The idea is going non-parametric and let the data decide the number of clusters it is more confortable with.
Imagine you decide that you have $K$ components. If $z_n$ is the cluster assignment of point $n$, you can put a prior over the assignments: $\boldsymbol{\pi} = [p_1, p_2...,p_k]$. If you put yet another prior over $\mathbf{\pi}$ you can avoid specifying them. We use a Multinomial prior and a Dirichlet prior. You would have:
$$
p(z_n | \boldsymbol{\pi}) \sim \text{Multinomial}(\mathbf{\pi})\\
p(\boldsymbol{\pi} |\alpha) \sim \text{Dirichlet}(\alpha)
$$
On the other hand, you put also a prior on the latent parameters of a component $i$, $\mathbf{\theta_i}$.
$$
p(\boldsymbol{\theta_i}) \sim G_0\
$$
And you also have the likelihoods to say what is the probability of the observed data point $x_n$ given it belongs to component $i$:
\begin{align}
p(x_n | \theta_i)
\end{align}
Up to here, this is a GMM with a fixed number of components or clusters.
Now, the trick is to assume that $K$ goes to infinity [1]. If you do so, you end up with a Dirichlet Process prior and you will be able to infer the number of clusters, the parameters of every cluster and the clusters assignments.
The idea of the Dirichlet Process as a base for non-parametrical models is quite popular.
I think I've seen something applied to HMM, but I'm not sure about that.
[1] I wrote the maths explicitly here, but it's only a draft, I would like to add some images and examples.
PS: See also this popular post: http://blog.echen.me/2012/03/20/infinite-mixture-models-with-nonparametric-bayes-and-the-dirichlet-process/
Best Answer
I like the article entitled Observations on the Use of Growth Mixture Models in Psychological Research. Perhaps not as theoretical as you would like but it is very enlightening. It is written in the context of longitudinal research I think, and within the psychological realm, but a lot can be learned from it.
Edit: Actually, upon second reading there is quite a bit of theoretical/philosophical discussion in that paper! Seems relevant.

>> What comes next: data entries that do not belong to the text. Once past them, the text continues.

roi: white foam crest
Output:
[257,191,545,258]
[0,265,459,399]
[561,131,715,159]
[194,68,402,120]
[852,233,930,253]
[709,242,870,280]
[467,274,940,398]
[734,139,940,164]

Edit: I would also like to add another paper to this answer, entitled What's a taxon? Meehl argues that there are true clusters in nature and provides a salient example there there are gophers, and there are chipmunks, but there are no gophmunks. This does a good job at defining a taxonic group, and highlights that such taxons may also be common in humans. A great deal of research has sought to answer such questions using latent cluster analyses and such.